This package includes routines to check whether an ideal is geometrically vertex decomposable.
Geometrically vertex decomposable ideals can be viewed as a generalization of the properties of the Stanley-Reisner ideal of a vertex decomposable simplicial complex. This family of ideals is based upon the geometric vertex decomposition property defined by Knutson, Miller, and Yong [KMY]. Klein and Rajchgot then gave a recursive definition for geometrically vertex decomposable ideals in [KR] using this notion.
An unmixed ideal $I$ in a polynomial ring $R$ is geometrically vertex decomposable if it is the zero ideal, the unit ideal, an ideal generated by indeterminates, or if there is a indeterminate $y$ of $R$ such that two ideals $C_{y,I}$ and $N_{y,I}$ constructed from $I$ are both geometrically vertex decomposable. For the complete definition, see isGVD.
Observe that a geometrically vertex decomposable ideal is recursively defined. The complexity of verifying that an ideal is geometrically vertex decomposable will increase as the number of indeterminates appearing in the ideal increases.

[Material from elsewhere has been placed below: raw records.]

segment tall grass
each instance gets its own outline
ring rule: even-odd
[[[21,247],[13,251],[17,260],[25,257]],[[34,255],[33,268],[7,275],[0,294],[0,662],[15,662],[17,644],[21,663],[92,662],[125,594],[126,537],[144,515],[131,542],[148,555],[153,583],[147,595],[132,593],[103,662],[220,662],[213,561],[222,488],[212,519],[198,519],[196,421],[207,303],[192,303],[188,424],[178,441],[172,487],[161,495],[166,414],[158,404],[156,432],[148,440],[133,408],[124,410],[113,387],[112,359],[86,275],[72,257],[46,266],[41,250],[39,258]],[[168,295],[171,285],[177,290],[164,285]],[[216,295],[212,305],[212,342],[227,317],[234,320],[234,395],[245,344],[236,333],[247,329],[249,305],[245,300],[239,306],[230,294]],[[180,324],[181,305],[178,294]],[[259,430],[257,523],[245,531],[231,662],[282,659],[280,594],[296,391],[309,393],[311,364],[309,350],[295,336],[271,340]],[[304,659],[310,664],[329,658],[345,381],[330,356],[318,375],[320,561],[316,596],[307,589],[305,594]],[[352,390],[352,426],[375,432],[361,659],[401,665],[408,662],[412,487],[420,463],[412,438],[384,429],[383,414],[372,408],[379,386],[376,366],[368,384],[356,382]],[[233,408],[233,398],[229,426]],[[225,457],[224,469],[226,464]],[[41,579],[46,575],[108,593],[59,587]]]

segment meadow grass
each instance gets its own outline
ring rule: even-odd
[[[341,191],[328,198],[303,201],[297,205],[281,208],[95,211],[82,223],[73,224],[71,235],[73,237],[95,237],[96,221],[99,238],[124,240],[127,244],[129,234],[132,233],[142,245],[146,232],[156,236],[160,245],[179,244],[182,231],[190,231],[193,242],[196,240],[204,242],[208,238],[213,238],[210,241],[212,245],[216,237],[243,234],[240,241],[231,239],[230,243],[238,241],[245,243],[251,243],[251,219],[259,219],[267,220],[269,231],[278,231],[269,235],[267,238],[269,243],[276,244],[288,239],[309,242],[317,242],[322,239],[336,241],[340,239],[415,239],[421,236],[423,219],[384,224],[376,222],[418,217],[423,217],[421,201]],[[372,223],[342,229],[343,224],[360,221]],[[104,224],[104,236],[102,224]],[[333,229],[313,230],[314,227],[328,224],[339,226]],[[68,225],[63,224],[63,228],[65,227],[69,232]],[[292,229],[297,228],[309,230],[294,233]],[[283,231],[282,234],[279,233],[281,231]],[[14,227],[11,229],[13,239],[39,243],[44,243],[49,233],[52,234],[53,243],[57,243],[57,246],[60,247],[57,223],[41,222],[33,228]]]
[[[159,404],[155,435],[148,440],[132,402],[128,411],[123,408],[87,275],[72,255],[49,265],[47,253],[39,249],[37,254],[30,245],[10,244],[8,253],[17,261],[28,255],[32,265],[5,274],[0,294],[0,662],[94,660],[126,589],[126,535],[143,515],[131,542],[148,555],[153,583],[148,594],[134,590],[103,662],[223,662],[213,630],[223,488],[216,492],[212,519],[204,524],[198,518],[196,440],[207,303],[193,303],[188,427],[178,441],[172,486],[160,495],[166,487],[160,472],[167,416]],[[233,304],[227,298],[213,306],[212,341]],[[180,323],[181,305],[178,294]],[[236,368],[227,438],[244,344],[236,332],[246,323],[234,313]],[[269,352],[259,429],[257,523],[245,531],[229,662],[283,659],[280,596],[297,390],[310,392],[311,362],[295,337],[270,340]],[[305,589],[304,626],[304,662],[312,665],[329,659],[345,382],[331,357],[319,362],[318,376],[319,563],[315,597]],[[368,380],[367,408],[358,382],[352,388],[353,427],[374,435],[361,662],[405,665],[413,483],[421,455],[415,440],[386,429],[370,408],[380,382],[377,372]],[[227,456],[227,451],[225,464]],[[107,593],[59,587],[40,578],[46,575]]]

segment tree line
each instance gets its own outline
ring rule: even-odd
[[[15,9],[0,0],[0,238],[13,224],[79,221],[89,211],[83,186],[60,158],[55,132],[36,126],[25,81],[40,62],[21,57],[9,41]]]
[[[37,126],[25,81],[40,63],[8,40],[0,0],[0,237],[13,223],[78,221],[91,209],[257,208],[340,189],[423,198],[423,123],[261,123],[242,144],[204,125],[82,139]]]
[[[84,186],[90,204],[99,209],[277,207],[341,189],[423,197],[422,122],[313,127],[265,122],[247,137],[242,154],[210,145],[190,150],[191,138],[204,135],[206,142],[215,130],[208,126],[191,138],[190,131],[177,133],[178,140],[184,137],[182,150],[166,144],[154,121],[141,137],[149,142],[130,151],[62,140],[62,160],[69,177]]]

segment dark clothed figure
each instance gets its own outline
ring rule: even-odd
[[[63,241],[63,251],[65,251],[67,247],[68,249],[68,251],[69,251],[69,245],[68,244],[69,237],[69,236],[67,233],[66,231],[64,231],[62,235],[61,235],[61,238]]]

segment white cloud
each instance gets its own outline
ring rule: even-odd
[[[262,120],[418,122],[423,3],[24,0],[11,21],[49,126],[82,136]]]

We thank Sergio Da Silva, Megumi Harada, Patricia Klein, and Jenna Rajchgot for feedback and suggestions. Additionally, we thank the anonymous referees of the paper [CVT] for their concrete suggestions that significantly improved that manuscript and this package. Cummings was partially supported by an NSERC USRA and CGS-M and a Milos Novotny Fellowship. Van Tuyl's research is partially supported by NSERC Discovery Grant 2019-05412.
[CDSRVT] Mike Cummings, Sergio Da Silva, Jenna Rajchgot, and Adam Van Tuyl. Geometric vertex decomposition and liaison for toric ideals of graphs. Algebr. Comb., 6(4):965–997, 2023.
[CVT] Mike Cummings and Adam Van Tuyl. The GeometricDecomposability package for Macaulay2. Preprint, available at arXiv:2211.02471, 2022.
[DSH] Sergio Da Silva and Megumi Harada. Geometric vertex decomposition, Gröbner bases, and Frobenius splittings for regular nilpotent Hessenberg Varieties. Transform. Groups, 2023.
[KMY] Allen Knutson, Ezra Miller, and Alexander Yong. Gröbner geometry of vertex decompositions and of flagged tableaux. J. Reine Angew. Math. 630 (2009) 1–31.
[KR] Patricia Klein and Jenna Rajchgot. Geometric vertex decomposition and liaison. Forum Math. Sigma, 9 (2021) e70:1-23.
[SM] Hero Saremi and Amir Mafi. Unmixedness and arithmetic properties of matroidal ideals. Arch. Math. 114 (2020) 299–304.
Version 1.2 of this package was accepted for publication in volume 14 of Journal of Software for Algebra and Geometry on 2024-01-23, in the article The GeometricDecomposability package for Macaulay2 (DOI: 10.2140/jsag.2024.14.41). That version can be obtained from the journal or from the Macaulay2 source code repository.
This documentation describes version 1.4.1 of GeometricDecomposability.
The source code from which this documentation is derived is in the file GeometricDecomposability.m2.
The object GeometricDecomposability is a package.